Welcome to Strickler family research. I hope I didn't give you the impression that I was being overly critical of the research done by Harry M. Strickler (Forerunners) and Abigail Strickler, et al, (Stricklers of Pennsylvania). I think the research, writing and publishing that they did was remarkable. Also, while the mistakes or challenged information may be numerous, much of it is minor discrepancies such as dates and/or locations. I also have to admit that the errors were mostly not discovered by me but by others, primarily Frank Duff, to whom I always defer. Also, considering that Forerunners was written in 1924 and Stricklers of PA in 1942, it is natural to expect that additional information and corrections would become available in the many years that have passed since publication of these valuable genealogies.
A few examples from Forerunners that have been pointed out to me:
1) Abraham Strickler, also known as "The Pioneer" (page 39 of Forerunners), was not born as early as 1670, in Zurich. He was most likely born around 1694 and very likely in Amsterdam (although the family did originally came from near Lake Zurich). It follows then that he did not immigrate around 1700 but rather around 1724.
2) Daniel Strickler of Strickler Springs (pg 367) was the son of Reverend Daniel Strickler (the son of Abraham's brother Heinrich) not the son of John Strickler of Pitt Springs Bend.
3) Jacob Strickler (pg. 369) was not the eldest son of Daniel Strickler of Strickler Springs, but was the youngest son of the Reverend Daniel Strickler.

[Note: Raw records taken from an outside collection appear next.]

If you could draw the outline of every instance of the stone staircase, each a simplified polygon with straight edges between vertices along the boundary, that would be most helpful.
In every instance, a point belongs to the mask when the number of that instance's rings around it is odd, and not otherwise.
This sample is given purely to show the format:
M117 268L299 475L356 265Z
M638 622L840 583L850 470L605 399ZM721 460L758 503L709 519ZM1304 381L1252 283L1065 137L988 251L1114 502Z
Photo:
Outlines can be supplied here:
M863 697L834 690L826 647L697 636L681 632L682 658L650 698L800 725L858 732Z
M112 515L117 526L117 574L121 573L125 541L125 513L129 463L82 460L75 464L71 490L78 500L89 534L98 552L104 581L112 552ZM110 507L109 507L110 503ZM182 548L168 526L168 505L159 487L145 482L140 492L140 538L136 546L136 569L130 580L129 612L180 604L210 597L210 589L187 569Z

4) I realize that Harry is primarily concerned with the descendants of Abraham Strickler, but, Heinrich Strickler is conspicously absent from Forerunners. Although several of his progeny are mentioned, Harry was unable to uncover this major branch of the Strickler family in America. Conrad is mentioned only in passing, and the other immigrant Strickler brothers, Hans Jacob and Ulrich are not mentioned. Ulrich's branch of the family is also well documented.
5) The meaning of the name Strickler (pg 14). Harry suggest that Strickler is a variation on the German word Sticker (or Stricker) which means to weave or knit. He close but we now know that the name derives from the name of the path or road that leads from Lake Zurich to the surrounding hills. The road was called the "Strick" which does translate literally to string or rope (or thread or yarn used in knitting or weaving as Harry said). The suffix "ler" was added to refer to any of the residents who lived on or near the Strick. Strickler means "of the Strick" and refers to the location of where they lived not their occupation.